Explica-se. Imagine que o produtor de acerola que foi referido no item anterior colha mensalmente cinco toneladas da fruta. Se, por razões climáticas, a produção do mês tiver sido inferior à esperada, ainda assim ele terá que entregar as duas toneladas vendidas à fábrica de polpa de frutas congelada. O produtor não poderá eximir-se de realizar a prestação, mesmo tendo ocorrido força maior, uma vez que ele poderá concentrar o débito no que restou de sua produção. E ainda que o comprometimento de sua safra tivesse sido maior do que o débito, ele poderia adquirir acerola de outro produtor para entregar à fabrica, eis que o gênero não perece.
Perceba que o devedor arca com o prejuízo da perda ou da deterioração (res perit domino) e permanece obrigado a satisfazer o interesse do credor, ainda que o perecimento total ou parcial tenha decorrido de caso fortuito ou força maior (art. 246, CC). Essa regra, porém, não é absoluta e deve ser entendida com algum temperamento. Isso porque há obrigações genéricas que são restritas e, por isso, fogem à regra de que o gênero não perece. É o caso, por exemplo, de safras especiais de azeites ou de vinhos.
 
Digamos que o comprador encomende 15 (quinze) garrafas de um vinho de safra especial em que foram produzidas apenas 100 (cem) garrafas no total. Se houver perda ou deterioração antes da concentração, a regra de que o gênero não perece deve ser limitada à quantidade máxima de 100 (cem) garrafas, de modo que, se as outras 85 (oitenta e cinco) já tiverem sido consumidas ou vendidas, o objeto tornar-se-á impossível.
 
Essa hipótese não é contemplada pelo art. 246, CC, no entanto o PL nº 699 tenta suprir essa lacuna, propondo nova redação ao dispositivo com o seguinte teor: "antes de cientificado da escolha o credor, não poderá o devedor alegar perda ou deterioração da coisa, ainda que por força maior ou caso fortuito, salvo se se tratar de dívida genérica limitada e se extinguir toda a espécie dentro da qual a prestação está compreendida".

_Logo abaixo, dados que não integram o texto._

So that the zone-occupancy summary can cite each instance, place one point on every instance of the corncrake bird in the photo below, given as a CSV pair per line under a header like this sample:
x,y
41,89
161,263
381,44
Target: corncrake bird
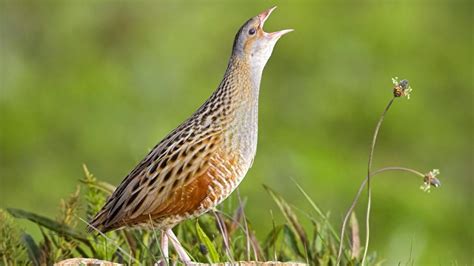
x,y
200,163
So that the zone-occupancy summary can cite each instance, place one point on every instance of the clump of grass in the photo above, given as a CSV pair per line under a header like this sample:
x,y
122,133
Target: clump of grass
x,y
218,236
214,237
12,250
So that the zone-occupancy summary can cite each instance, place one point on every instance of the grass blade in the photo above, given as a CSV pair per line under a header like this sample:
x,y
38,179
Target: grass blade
x,y
34,252
213,255
289,215
48,223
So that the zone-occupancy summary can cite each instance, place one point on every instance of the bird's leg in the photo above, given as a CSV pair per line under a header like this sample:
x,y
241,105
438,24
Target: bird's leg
x,y
177,246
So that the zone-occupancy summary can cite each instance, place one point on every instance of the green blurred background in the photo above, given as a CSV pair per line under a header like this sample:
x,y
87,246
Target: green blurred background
x,y
100,82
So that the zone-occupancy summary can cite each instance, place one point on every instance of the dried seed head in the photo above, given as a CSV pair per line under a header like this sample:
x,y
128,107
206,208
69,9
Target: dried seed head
x,y
430,180
402,88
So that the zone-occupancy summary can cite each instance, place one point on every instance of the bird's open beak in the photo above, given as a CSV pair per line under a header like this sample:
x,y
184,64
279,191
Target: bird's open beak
x,y
263,17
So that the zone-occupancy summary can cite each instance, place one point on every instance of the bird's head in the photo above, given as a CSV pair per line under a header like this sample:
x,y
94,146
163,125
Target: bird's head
x,y
254,44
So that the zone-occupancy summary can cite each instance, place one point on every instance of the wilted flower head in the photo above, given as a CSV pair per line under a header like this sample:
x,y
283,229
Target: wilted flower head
x,y
402,88
430,180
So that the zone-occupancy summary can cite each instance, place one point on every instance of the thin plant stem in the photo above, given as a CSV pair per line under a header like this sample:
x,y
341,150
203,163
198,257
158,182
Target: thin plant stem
x,y
369,169
359,192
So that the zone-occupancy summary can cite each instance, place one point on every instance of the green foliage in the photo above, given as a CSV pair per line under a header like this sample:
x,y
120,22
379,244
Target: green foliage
x,y
12,250
102,82
215,237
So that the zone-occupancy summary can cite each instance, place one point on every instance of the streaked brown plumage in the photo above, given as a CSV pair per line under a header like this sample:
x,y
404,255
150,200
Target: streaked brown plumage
x,y
202,161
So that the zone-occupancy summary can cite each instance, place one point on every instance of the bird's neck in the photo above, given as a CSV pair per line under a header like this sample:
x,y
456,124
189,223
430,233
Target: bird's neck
x,y
245,78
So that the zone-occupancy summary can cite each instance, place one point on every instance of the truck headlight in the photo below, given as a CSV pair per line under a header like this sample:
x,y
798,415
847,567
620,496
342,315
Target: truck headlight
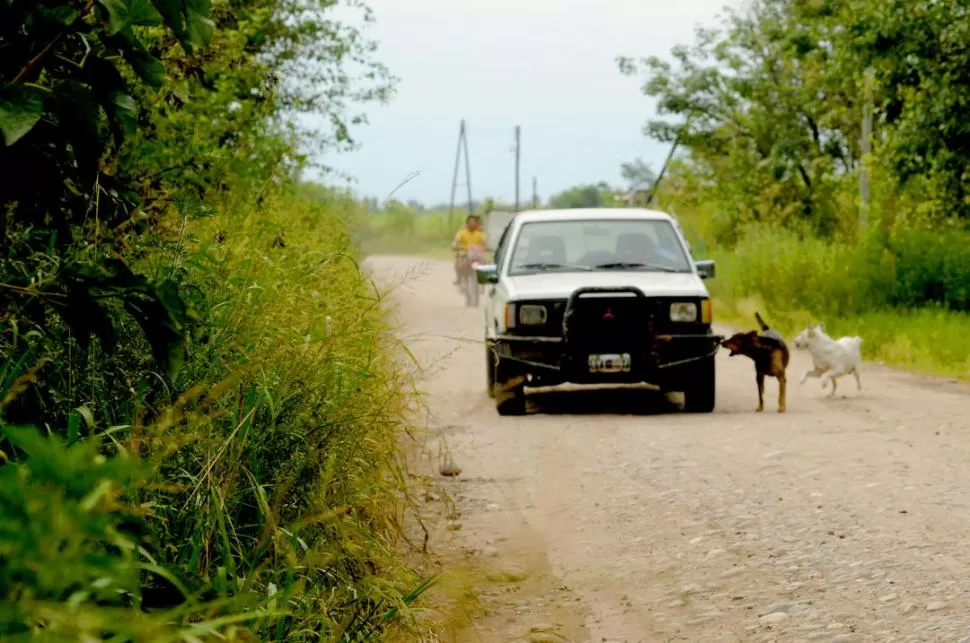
x,y
532,315
684,312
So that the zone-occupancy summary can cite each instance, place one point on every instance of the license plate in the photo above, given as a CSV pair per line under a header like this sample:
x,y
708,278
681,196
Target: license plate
x,y
609,363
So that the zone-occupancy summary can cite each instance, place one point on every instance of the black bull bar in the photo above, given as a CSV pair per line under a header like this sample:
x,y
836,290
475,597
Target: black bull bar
x,y
656,343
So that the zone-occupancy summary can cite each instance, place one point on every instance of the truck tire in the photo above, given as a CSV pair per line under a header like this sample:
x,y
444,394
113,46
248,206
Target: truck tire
x,y
508,389
699,389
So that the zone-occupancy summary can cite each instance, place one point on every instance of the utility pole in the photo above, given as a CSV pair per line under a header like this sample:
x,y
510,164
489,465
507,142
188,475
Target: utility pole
x,y
518,131
865,145
462,144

Vale, no ponto, conferir trecho do fundamento do PL 699/2011:
"A distinção entre obrigação genérica e obrigação genérica restrita, embora seja desenvolvida pelos modernos obrigacionistas, já havia sido estudada entre nós por Teixeira de Freitas (...) Nesse mesmo sentido, é também a lição do mestre lusitano Antunes Varela: a determinação do gênero pode ser limitada, sem que a obrigação deixe de ser genérica. Pode a obrigação, por exemplo, incidir sobre o livro de determinada edição, sobre o trigo existente em certo celeiro, sobre o vinho de certa adega,
etc. Quanto maior for o número de elementos ou qualidades escolhidas para identificar o gênero da prestação, maior será a sua compreensão e menor, por conseguinte, a sua extensão".
Por derradeiro, repise-se que uma vez feita a concentração a obrigação deixa de ser genérica e passa a ser específica. Significa dizer que depois da concentração, os riscos pela perda e pela deterioração seguem as regras 234 a 236, CC, já estudadas anteriormente.